La fin d’année en Suisse, c’est souvent synonyme de moments festifs, de retrouvailles et de vacances bien méritées. Mais c’est aussi une période où les routes se transforment en véritable champ de bataille pour les automobilistes. À l’approche de Noël et du Nouvel An, les Suisses se préparent à affronter un trafic dense, notamment sur les autoroutes menant aux stations de ski et aux grandes villes.
Les vacances entraînent chaque année des perturbations massives, et 2025 ne fera pas exception. Entre les longues heures de conduite, les files d’attente aux tunnels et l’afflux de passagers dans les aéroports, ce seront plusieurs secteurs de la mobilité qui seront mis à l’épreuve.
Le parcours du combattant sur les routes suisses
La période des fêtes est particulièrement difficile pour les automobilistes. En effet, les grandes autoroutes, notamment celles reliant Zurich, Bâle, Lucerne, Berne et Lugano, seront sous pression. La majorité des embouteillages se concentrera autour de ces grandes villes, mais aussi sur les tronçons des montagnes comme le Gothard ou le San Bernardino. Chaque année, l’Office fédéral des routes (OFROU) avertit les Suisses : les routes seront congestionnées en raison des départs vers les stations de ski, mais également à cause des déplacements pour passer les fêtes en famille.
Le pic d’embouteillage devrait survenir entre le 19 et le 23 décembre, avec une pression supplémentaire les 30 et 31 décembre, lorsque les retours se mêleront aux départs. En gros, il faut s’attendre à des bouchons à rallonge sur les autoroutes et à des queues interminables aux péages. Et ce n’est pas tout : un phénomène bien connu mais toujours aussi frustrant se produira : les automobilistes qui tenteront de fuir l’autoroute pour emprunter des routes secondaires risquent de plonger tout un village dans une paralysie complète. Le trafic d’évitement, qui provoque souvent des embouteillages sur les petites routes, a un effet domino sur les transports publics, sans oublier la vie des résidents qui doivent se frayer un chemin dans leur propre ville. Le conseil de l’OFROU est simple : ne quittez pas les grands axes, même si ça bouchonne.

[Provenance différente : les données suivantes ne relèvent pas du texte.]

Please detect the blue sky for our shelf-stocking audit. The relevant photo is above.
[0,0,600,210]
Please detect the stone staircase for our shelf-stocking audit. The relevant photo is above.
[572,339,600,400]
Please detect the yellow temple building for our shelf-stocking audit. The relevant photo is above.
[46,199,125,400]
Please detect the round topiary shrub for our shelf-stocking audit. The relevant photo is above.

Des solutions alternatives, mais toujours sous pression
Si les routes sont déjà bien remplies, les autres modes de transport, comme le ferroutage et les aéroports, ne sont pas épargnés non plus. Les tunnels ferroviaires de la Furka, du Lötschberg et de la Vereina, qui permettent de traverser les Alpes, devraient connaître des temps d’attente massifs, avec des files pouvant durer entre 8 et 16 heures pendant les périodes de départ. Un temps long à passer, surtout quand on sait qu’en hiver, ces trajets sont déjà un challenge en soi, avec la neige et le froid qui rendent la circulation encore plus lente.
Les voyageurs qui passent par ces tunnels devront donc s’armer de patience et bien prévoir leur trajet. Par exemple, à Oberwald (VS) pour la Furka ou à Goppenstein (VS) pour le Lötschberg, il faudra compter des heures de retard en sens inverse, entre 11h et 18h. Le ferroutage, bien que pratique, se transforme donc en un véritable test de résistance pendant les fêtes.

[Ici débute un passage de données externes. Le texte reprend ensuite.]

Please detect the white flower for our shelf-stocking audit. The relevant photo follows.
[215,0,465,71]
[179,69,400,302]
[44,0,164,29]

Et bien sûr, les aéroports ne sont pas en reste. L’aéroport de Zurich, l’un des plus fréquentés du pays, s’attend à un véritable raz-de-marée. En prévision des départs vers des destinations populaires comme New York, Londres, Paris, mais aussi vers des lieux exotiques comme les Maldives et la Scandinavie, près de 100 000 passagers sont attendus le 19 décembre. Les files d’attente pour l’enregistrement, la sécurité et l’embarquement seront probablement longues, alors mieux vaut arriver bien en avance pour éviter de manquer son vol. À cette époque, ce n’est pas la neige qui ralentit le trafic, mais bel et bien la masse de passagers.
Comment éviter de se retrouver pris dans la mêlée ?

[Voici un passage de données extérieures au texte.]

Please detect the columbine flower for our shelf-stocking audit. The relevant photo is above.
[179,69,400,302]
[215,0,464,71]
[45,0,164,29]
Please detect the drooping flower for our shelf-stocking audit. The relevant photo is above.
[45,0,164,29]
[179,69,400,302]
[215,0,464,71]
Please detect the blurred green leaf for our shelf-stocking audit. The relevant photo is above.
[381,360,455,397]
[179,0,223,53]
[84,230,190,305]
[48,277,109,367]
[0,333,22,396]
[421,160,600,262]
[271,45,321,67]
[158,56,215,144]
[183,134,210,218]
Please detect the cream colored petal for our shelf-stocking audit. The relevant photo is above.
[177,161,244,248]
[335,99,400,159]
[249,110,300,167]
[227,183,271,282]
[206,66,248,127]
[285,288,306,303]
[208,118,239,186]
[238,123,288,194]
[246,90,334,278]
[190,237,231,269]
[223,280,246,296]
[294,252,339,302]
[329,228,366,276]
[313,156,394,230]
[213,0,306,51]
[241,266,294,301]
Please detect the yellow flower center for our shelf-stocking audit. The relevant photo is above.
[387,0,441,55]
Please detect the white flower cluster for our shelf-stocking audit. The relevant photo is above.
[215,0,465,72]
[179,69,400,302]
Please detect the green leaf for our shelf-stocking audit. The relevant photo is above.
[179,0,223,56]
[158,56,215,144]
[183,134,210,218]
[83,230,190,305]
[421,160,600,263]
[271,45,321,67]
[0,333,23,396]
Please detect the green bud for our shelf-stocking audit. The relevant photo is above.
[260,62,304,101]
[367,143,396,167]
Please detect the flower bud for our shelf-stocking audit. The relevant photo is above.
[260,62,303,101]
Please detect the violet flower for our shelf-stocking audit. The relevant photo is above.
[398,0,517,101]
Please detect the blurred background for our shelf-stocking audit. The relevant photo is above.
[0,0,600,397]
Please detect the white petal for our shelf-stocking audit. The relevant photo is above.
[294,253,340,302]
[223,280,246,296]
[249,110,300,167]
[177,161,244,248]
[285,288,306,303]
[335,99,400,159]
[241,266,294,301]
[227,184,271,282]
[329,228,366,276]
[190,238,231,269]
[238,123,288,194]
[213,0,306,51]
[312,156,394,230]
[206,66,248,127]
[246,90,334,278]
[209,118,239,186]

Malgré toutes les prévisions, il existe quelques astuces pour éviter de se retrouver pris dans la masse de voyageurs. Premièrement, il est toujours conseillé de partir tôt le matin ou en soirée, pour éviter les horaires de pointe. Deuxièmement, si vous avez le choix, optez pour des moyens de transport alternatifs comme le train ou le covoiturage, qui permettent de limiter le stress de la route. Enfin, pour ceux qui doivent absolument prendre l’autoroute, il est impératif de bien anticiper le temps de trajet et de s’informer régulièrement des conditions de circulation. De cette manière, même si la situation semble chaotique, on peut au moins éviter les mauvaises surprises.